針供養に針を刺す豆腐はつきものだけど、張り紙に「今日は針祭」と書いて何を伝えようとしているのだろうか。
◇遊介
仮止めのままに出掛けし針供養
お縫子の歓声も聞く針供養
⇒仕立ての途中で仮止めの状態でいったん置いて針供養に出かけた。
何の歓声? またどこで? 針供養は歓声をあげるような場面ではないけれど。
◇夢路
ニードルのタトーもいたり針供養
お下がりも新に母技針供養
⇒ニードルは知らなかったが調べるとタトゥー用の針らしい。とすると「タトゥー用ニードル刺され」ではないのですか。
「母枝」がわからない。
◇さら
針供養お針達者の友ありて
針供養針持つ事も少なくて
⇒針仕事が上手な友がいることはわかるけど、その友がどうしたのかわからない。針供養の時に友のことを思い出したのか。

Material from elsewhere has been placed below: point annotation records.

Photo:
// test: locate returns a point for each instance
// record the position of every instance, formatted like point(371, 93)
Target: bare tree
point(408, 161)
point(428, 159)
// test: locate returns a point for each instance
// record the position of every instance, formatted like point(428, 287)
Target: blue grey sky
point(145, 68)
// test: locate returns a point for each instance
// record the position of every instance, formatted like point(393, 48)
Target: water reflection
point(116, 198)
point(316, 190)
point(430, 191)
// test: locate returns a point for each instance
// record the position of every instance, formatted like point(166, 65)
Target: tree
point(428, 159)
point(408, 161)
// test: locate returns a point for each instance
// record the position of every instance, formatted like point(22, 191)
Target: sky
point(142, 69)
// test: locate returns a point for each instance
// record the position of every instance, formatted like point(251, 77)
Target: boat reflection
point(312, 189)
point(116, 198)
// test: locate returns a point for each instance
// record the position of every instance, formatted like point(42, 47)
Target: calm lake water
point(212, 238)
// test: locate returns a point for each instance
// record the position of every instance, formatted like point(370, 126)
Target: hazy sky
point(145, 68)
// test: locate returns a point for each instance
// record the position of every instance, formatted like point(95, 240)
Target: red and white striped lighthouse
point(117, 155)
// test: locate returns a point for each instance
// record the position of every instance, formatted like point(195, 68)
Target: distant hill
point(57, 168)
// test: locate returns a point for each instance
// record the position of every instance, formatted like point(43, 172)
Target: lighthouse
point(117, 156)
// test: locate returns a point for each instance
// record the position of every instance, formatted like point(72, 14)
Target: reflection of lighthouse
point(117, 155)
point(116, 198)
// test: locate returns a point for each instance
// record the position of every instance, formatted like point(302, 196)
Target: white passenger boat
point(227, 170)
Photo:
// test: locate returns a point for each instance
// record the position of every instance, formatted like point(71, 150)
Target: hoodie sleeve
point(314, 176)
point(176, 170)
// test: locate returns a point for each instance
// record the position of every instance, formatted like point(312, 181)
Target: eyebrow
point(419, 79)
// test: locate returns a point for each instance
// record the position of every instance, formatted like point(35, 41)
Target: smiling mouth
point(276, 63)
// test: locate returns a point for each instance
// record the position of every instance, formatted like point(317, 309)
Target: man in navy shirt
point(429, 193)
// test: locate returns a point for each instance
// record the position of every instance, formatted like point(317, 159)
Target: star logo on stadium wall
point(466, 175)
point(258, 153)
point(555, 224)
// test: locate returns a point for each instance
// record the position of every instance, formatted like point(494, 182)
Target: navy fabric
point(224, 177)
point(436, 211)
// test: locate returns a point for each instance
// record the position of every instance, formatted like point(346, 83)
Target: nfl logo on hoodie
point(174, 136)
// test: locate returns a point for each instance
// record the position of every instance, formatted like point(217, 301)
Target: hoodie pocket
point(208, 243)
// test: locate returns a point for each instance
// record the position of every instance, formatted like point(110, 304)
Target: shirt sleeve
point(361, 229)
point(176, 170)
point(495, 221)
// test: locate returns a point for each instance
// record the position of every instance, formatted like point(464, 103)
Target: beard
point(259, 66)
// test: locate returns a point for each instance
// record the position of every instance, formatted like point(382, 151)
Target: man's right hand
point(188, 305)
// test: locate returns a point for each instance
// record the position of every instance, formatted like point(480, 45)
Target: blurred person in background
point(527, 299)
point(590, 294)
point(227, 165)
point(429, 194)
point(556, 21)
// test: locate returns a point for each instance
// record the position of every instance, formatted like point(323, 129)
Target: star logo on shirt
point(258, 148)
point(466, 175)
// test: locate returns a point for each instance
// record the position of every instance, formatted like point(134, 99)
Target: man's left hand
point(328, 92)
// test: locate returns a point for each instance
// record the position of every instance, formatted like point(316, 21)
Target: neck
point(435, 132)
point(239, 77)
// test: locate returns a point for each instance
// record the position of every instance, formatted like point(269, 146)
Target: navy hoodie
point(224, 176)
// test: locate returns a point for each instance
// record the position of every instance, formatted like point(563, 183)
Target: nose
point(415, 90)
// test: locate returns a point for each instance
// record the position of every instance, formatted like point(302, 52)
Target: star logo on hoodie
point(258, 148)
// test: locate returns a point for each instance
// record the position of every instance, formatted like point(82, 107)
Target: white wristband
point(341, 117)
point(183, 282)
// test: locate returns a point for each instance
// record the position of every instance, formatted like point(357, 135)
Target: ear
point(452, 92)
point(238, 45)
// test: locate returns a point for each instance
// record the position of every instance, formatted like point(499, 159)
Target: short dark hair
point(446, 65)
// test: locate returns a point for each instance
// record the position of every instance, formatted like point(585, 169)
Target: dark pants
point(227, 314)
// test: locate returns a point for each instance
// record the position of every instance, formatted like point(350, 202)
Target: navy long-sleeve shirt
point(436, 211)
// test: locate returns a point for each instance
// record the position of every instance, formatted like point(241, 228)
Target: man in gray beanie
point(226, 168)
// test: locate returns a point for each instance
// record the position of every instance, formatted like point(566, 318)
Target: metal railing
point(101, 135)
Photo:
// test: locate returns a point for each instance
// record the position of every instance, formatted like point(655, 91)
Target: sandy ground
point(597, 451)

確かに針仕事をやる人は少なくなりました。そういえば今日は針供養。
◇あかね
針が見づらくなって針供養
蒟蒻に鍼灸針も針供養
⇒針の穴に糸を通すのもおぼつかない。もうあまり使わない針をせめて針供養。字足らずです。
針を刺す台は豆腐やこんにゃくが使われます。刺す針も畳針から鍼灸針・釣り針といろいろ。
◇一滴
禰宜の前豆腐に向かひ針供養
縫い針や終のひと刺し針供養
⇒禰宜が横に立っているのだろうか。何のため? 私が行ったときは神社側の人はだれもいなかったが。

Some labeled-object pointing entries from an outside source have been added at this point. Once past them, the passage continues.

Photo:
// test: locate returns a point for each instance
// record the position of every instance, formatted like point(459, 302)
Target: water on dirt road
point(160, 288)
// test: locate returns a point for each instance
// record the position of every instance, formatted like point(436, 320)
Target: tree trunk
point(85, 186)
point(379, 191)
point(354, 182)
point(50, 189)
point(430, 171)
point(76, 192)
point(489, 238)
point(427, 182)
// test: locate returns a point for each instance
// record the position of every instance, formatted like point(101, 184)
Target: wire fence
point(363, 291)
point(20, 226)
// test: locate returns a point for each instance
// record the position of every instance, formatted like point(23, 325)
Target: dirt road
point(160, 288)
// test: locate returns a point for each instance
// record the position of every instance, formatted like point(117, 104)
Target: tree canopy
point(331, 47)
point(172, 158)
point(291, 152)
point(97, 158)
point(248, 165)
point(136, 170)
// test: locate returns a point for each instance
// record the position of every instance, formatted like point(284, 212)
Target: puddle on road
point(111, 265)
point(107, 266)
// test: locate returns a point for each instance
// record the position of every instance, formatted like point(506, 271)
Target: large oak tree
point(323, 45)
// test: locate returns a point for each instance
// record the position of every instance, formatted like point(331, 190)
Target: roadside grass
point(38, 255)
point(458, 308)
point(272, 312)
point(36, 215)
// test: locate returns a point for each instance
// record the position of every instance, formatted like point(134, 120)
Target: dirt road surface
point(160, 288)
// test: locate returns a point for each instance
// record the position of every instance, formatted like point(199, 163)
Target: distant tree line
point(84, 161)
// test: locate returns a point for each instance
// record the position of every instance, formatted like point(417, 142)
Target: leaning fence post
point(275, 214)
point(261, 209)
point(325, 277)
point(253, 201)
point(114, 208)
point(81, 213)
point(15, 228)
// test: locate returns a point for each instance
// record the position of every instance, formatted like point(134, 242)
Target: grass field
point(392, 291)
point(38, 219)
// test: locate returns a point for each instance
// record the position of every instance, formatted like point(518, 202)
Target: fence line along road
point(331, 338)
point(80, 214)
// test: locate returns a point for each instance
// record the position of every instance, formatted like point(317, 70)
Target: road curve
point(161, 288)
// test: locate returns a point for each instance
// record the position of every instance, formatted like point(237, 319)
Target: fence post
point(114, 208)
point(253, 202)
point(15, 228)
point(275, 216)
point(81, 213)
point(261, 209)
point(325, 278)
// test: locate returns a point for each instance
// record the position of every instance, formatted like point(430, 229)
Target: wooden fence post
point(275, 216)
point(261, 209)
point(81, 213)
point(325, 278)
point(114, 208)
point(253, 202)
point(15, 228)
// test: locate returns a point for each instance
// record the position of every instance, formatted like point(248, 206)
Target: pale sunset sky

なるほど。いままでいろんな布に刺されてきた針だが、これで仕事納めだ。
◇蒼月
畳屋の無骨な手なり針供養
春寒や積読本のまた増えて
⇒畳職人もやってきました。意外と力仕事なので手もたくましい。
いつかは読もうと思って買った本がいつのまにか増えますね。同感。
◇勝山
特注のでかき豆腐や針供養
懐紙から針取り出して針供養
⇒たしかに普通のサイズの豆腐ではすぐにいっぱいになりそう。豆腐屋の作業の映像を見ると水のなかで豆腐を適当なサイズに切っていますね。そうすると切るのをあらくすれば自然と大きな豆腐ができる。
丁寧に懐紙にはさんで持ってきた針を取り出して豆腐に刺した。針に対する愛着を感じる。